I also enjoyed it because I was sitting next to one of my students - a hugely likeable chap who for some reason is a damned Tory, and was reviewing the gig for the local hard-right paper. Given that the event was solely devoted to Tory-bashing and gingering us up for the election, I teased him about potentially being converted to socialism - sadly it didn't happen, and Toynbee never looked in his direction when he had his hand up so he never got the opportunity to ask what I'm sure would have been an interesting and challenging question. But at least he had to listen to someone other than me explaining just what these bastards have done to us all!

I didn't ask a question either, but if I'd had the chance, I'd have asked about the Tories' motivations. As far as I can tell, some of them genuinely believe that what they're doing is good for the country: Gove, Letwin and some others. They're massively wrong and perhaps even more dangerous than the others, whom I strongly suspect don't have this public service ideal. I remember a newly-elected Kenyan government minister replying to a question about corruption with the words 'now it's our turn to eat'. Perhaps I'm being overly cynical, but I think there are a lot of Tories who take this line: the public good is far less important than the disposal of state assets and alteration of laws and policies to benefit themselves, their class and their global allies. I think Osborne's one of them. Cameron is half-way between: he's PM because the job appealed to him as a bit of a jape but he's also from a class which had a public service ideal, but his personal fortune is derived from tax evasion. Hunt, Shapps and others seem like nothing more than looters in the service of the global super-rich. My own MP is rarely spotted outside the rich suburbs where his core vote lies, and when he does emerge it's to dine with arms dealers or tour the Syrian Golan Heights in the company of the Israeli occupiers, and he's certainly acquired some extra chins since 2010, so he's certainly taken his turn to eat.

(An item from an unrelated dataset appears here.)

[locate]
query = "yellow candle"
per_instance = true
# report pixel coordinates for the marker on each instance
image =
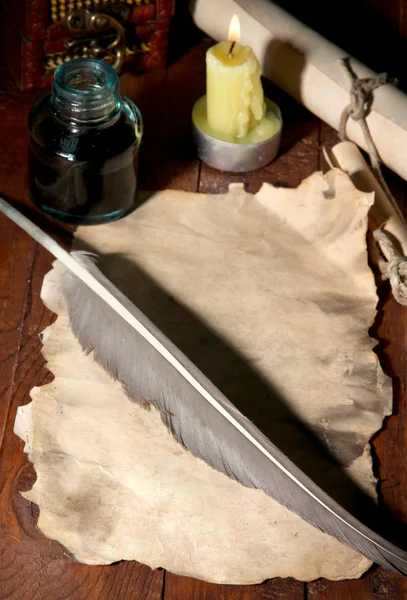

They do, like me, see this government as highly successful. Yes, the deficit is up, Sure Start centres have closed, the poor are poorer and the rich richer, but what people forget is that none of these things are 'collateral damage' cause by 'tough choices'. Occasionally the cleverer Tories fake a note of regret ('this hurts me more than it hurts you'), but the Tory project was always to shrink the state and abolish social protection. As Naomi Klein predicted, they took advantage of a crisis – this is the Pinochet manoeuvre – to impose their fantasies, without warning or a mandate. The only vaguely humorous aspect of this is that the crisis was one of neoliberal capitalism's making (despite their partly-successful attempts to blame it on the last Labour government) and their solution was more neoliberal capitalism. The crying shame is that enough people swallowed this to vote them in, however marginally.

Will the event change the course of the election? I doubt it, and so did the speakers: as Toynbee pointed out, people read the papers and columnists with whom they agree. Perhaps a few more people in the audience will help deliver leaflets in this marginal constituency, but the point was really for like-minded people to huddle together in mutual outrage at the vile things done to us.